- 3 kg beef shortrib, cut into chunks
- olive oil, for frying
- 2 red onions, sliced
- 1 x 2 cm piece fresh ginger, peeled and grated
- 4 cloves garlic, roughly chopped
- 3 star anise
- 2 cinnamon sticks
- 1 t chilli flakes
- 2 oranges, zested and juiced
- ¾ cup soya sauce
- 1 x 340 ml box Woolworths beef stock concentrate
- 2 T Woolworths sweet Indonesian soya sauce
- For the miso pumpkin:
- 2 medium pumpkins, cut into wedges
- 2 T miso paste
- ½ cup freshly squeezed orange juice
Preheat the oven to 160°C. Brown the shortrib in the olive oil in a large pan in batches for 2–3 minutes on each side, then set aside.
Soften the onions in the same pan, then add the ginger, garlic, spices and orange zest and juice and simmer for 2–3 minutes, or until fragrant.
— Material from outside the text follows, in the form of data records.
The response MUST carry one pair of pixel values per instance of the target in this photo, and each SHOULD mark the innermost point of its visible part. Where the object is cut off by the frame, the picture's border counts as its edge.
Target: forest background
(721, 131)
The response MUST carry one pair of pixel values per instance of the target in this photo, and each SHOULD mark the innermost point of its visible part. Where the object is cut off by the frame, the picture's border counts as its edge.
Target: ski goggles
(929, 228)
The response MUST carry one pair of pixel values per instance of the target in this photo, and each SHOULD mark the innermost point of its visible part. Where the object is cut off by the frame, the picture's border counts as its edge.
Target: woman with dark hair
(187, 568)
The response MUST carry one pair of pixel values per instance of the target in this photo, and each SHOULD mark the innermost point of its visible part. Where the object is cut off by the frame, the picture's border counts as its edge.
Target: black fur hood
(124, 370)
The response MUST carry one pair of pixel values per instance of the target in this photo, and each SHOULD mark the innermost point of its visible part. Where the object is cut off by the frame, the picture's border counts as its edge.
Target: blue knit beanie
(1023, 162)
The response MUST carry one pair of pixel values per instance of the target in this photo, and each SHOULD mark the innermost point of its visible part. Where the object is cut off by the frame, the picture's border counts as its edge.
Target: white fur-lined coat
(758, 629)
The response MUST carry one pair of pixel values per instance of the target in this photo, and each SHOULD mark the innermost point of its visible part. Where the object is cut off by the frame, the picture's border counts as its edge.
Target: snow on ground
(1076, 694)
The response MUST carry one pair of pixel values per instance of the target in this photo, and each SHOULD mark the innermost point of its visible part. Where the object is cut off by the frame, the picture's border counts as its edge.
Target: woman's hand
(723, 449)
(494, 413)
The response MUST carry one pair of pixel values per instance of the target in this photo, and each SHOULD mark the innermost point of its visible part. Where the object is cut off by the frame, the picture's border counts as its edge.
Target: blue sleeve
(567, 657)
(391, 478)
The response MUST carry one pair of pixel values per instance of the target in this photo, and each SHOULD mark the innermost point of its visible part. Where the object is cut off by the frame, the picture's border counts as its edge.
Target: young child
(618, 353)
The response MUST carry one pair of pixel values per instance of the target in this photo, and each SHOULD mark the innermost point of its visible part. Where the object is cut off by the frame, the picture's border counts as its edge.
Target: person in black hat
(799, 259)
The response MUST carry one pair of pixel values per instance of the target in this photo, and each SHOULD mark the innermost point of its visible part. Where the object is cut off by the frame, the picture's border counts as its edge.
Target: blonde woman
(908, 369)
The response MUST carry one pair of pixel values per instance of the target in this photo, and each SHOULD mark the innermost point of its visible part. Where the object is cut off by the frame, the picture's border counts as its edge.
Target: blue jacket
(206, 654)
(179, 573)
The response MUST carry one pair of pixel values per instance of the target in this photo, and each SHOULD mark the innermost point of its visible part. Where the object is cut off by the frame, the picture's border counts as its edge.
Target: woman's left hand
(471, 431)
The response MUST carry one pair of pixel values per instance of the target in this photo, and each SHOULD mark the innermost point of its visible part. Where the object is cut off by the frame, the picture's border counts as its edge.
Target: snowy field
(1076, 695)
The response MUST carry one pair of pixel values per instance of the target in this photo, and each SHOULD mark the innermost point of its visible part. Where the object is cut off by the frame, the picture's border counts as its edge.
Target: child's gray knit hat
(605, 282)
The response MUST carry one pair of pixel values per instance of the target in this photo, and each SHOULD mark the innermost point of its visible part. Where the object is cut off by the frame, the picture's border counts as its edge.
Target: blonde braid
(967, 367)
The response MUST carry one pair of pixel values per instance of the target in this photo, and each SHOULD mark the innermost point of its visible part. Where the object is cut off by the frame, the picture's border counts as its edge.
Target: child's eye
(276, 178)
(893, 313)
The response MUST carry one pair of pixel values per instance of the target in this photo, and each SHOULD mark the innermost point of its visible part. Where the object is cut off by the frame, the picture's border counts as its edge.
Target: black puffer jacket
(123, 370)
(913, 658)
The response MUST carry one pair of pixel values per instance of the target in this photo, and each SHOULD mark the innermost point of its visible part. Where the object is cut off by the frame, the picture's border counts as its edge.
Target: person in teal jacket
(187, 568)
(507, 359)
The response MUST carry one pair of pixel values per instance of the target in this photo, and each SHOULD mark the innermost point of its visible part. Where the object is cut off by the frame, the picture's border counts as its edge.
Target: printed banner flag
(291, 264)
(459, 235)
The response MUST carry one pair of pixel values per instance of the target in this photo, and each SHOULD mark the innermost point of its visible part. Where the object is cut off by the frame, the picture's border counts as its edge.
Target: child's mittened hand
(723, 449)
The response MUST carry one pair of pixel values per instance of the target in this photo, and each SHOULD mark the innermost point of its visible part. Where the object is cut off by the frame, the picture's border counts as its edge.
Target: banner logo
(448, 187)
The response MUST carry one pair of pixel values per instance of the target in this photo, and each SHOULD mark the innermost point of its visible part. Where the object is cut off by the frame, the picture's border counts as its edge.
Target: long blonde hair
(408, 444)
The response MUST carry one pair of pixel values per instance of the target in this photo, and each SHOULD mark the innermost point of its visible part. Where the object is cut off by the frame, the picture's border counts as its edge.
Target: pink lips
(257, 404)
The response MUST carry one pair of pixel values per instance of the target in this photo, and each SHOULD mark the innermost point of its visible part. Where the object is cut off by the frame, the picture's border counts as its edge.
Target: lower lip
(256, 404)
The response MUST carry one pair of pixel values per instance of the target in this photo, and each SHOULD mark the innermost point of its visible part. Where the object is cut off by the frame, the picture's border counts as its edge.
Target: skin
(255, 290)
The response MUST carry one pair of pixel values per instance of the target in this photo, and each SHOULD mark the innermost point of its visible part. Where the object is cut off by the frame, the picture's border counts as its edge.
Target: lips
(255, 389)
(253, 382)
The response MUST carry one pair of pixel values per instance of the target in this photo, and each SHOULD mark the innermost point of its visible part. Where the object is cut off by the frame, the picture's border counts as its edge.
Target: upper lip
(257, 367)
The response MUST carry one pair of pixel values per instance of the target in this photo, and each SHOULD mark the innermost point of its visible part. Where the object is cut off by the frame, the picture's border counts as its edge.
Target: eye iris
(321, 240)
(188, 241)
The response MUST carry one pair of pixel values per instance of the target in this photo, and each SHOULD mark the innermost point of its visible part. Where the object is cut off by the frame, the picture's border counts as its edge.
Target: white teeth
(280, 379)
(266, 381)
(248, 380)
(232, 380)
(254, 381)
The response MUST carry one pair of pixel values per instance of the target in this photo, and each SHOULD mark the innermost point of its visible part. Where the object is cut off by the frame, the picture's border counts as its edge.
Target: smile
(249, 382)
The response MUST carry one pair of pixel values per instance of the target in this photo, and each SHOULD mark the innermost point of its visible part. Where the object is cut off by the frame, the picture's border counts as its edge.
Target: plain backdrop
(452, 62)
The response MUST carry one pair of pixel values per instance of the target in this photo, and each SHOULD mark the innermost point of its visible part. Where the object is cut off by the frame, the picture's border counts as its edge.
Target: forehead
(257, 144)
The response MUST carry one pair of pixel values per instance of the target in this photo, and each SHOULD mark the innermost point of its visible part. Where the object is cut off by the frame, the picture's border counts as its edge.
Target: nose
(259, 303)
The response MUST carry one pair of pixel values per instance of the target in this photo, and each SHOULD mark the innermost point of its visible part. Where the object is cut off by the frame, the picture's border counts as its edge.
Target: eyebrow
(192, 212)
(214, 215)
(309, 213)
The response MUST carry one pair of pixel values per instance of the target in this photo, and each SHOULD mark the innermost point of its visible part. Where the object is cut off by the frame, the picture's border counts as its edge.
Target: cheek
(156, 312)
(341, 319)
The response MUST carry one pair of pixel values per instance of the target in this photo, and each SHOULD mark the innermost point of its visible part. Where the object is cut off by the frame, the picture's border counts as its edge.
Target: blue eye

Add the soya sauce, stock, Indonesian soya sauce and bring to a boil.
Place the shortrib in a deep baking tray and pour over the sauce, reserving ½ cup, ensuring the meat is completely submerged. Braise in the oven for 5–6 hours, or until the beef is fall-apart tender.
To make the miso pumpkin, roast the pumpkin for 1½ hours until tender but still firm while the beef is cooking. Make a paste using the miso paste, orange juice and reserved shortrib sauce. Bring to a simmer in a pan and reduce until thick for 5 minutes.
Caramelise the pumpkin wedges in the miso paste mixture before serving.
Cook's note: This recipe really benefits from being made the day before and kept in the fridge overnight (leaving it to stand also makes it easier to skim off the excess fat). The wait will be worth it – just make sure to reheat it thoroughly before serving.